21 Common Property Investment Strategies In
Australia Hi guys, Ryan here from on property your daily
dose of property education and inspiration. In today’s episode I’m going to be covering
21 common property investment strategies in Australia. There are a lot of different ways
people invest in property in Australia. No way is necessarily better than the other,
depending on your circumstances and your risk factors; you may prefer an investment strategy
over the other. There are many investment strategies that could also work out for you,
so what I wanted to do in this video was to cover 21 common strategies that investors
use to purchase properties and to make money through property in Australia.
I’m not going to cover them in a high level of details but I will go through enough detail
so that you could understand what these strategies are like whether they may be suited for you.
The first strategy is Home Ownership: now this is by far the most common investment
strategy in Australia. Basically what you do is you purchase your own home in order
to live in it but over time what happens is you might do renovations at home, you might
improved at home value or the market would just go up in value over time and therefore
your home will increase in value. So you’re not generating any revenue from your but rather
as a matter of owning the home it goes up in value and you make money over time.
This is how a lot of people step up the property ladder, they don’t start with their dream
home but they start with probably on the lower end of the market and then they slowly move
up as their property increased in value. Strategy number 2 is to Buy and Hold: these
also refer to as purchasing or investing for the long term. This is when you purchase a
property and you hold it and rent it out. You then hope that the property is going to
go up in value overtime as a result of the market going up and you also intend to make
money through rental income, which we’ll cover in another strategy.
Strategy number 3 is Positive cash Flow: and this is where you purchase a property sole
for its income generating purposes. The property may go up in value as well but that’s more
a side effect to the main purpose of the property which is to generate you a passive income.
Passive income property or Positive cash flow property works because the rental income coming
in from the property is greater than the expense going out. So this means that each month or
each week or each year, you have money left over that you can then use to pay down the
mortgage, to reinvest or to use to watch your life style.

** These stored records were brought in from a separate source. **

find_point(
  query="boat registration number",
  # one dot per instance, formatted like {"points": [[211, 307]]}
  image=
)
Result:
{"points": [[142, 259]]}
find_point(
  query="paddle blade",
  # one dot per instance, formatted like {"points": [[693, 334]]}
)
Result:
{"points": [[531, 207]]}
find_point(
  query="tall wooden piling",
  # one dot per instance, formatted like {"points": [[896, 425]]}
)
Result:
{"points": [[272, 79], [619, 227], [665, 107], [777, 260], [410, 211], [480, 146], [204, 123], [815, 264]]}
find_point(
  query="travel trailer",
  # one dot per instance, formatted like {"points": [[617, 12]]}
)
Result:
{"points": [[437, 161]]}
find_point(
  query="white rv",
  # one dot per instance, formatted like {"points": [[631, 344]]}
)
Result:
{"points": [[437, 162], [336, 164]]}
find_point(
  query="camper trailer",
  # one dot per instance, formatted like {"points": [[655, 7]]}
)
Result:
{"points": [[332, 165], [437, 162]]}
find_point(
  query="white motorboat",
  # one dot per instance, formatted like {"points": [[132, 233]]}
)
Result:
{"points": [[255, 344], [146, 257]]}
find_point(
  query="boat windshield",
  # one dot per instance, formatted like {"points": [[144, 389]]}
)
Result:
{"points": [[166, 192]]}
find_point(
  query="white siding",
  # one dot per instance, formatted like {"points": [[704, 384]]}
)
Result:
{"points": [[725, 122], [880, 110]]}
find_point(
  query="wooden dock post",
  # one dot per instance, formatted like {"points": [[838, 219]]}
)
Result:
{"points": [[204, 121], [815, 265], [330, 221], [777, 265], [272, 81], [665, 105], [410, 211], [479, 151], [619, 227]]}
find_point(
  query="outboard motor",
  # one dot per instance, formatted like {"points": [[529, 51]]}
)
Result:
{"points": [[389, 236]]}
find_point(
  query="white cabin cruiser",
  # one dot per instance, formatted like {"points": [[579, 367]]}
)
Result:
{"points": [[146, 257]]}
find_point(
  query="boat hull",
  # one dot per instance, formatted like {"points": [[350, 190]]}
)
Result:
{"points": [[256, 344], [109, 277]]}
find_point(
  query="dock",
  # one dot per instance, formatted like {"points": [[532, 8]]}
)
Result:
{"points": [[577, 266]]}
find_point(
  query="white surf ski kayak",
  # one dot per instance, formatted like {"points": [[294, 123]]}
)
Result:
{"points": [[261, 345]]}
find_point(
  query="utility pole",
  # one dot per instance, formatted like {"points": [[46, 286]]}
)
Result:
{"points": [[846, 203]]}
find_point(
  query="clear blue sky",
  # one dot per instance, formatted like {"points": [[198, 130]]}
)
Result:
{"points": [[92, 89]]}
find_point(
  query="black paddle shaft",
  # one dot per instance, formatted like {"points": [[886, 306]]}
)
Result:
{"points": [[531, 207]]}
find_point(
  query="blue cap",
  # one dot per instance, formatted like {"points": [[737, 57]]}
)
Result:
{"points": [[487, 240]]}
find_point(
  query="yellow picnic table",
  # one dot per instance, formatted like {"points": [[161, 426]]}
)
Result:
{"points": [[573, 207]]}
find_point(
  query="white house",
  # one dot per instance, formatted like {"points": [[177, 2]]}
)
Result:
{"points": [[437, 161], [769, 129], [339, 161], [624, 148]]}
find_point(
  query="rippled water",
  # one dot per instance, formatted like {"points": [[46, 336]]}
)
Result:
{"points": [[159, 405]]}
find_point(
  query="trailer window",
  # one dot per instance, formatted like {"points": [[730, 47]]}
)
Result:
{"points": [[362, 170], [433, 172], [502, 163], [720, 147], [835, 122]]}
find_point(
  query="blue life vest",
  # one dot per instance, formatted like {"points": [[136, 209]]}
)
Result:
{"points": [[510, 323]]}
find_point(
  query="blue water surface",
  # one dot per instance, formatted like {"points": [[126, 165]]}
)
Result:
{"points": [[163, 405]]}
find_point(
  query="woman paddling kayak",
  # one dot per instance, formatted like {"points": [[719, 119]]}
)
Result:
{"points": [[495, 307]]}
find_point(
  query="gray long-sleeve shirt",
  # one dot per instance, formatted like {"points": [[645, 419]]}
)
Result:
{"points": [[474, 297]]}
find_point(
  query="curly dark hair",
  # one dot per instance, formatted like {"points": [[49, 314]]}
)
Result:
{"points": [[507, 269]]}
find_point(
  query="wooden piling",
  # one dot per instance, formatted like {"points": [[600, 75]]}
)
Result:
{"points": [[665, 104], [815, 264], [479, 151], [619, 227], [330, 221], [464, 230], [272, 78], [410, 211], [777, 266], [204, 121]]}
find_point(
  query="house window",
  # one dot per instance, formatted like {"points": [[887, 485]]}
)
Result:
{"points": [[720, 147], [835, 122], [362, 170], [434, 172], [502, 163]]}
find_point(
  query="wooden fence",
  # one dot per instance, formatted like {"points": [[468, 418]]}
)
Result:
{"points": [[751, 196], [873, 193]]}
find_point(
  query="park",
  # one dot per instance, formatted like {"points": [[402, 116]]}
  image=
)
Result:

Strategy number 4 is Negative gearing or a capital growth strategy: This is purchasing
a property where the income is not as large as the expense but you hope to make out that
difference in growth on the property. Let’s say you have a property and its bringing rent
in but the expense is two thousand dollars per year greater than the income that you’re
bringing in. well that means you have to dish out two thousand dollars out of your pocket
every single year in order to keep that property flow. Now if you’re investing using negative
gearing your hoping that, that property is going up in value more than two thousand dollars
per year so that you are making a profit. Strategy number 5 is to renovate and Flip
the property: When people say they are going to renovate property this is generally what
they mean. You purchase a property that is run down or in need of some work, you go in
and you renovate the property quickly, maybe in three months or six months or nine months
and then you turn the property over, you sell it and you bank that profit. So when you watch
shows like Property Ladder with Sara Bayne this is the strategy that those investors
are using they’re buying the property, renovating it and then selling it to access that using
it quickly as possible so that they can move on to the next property.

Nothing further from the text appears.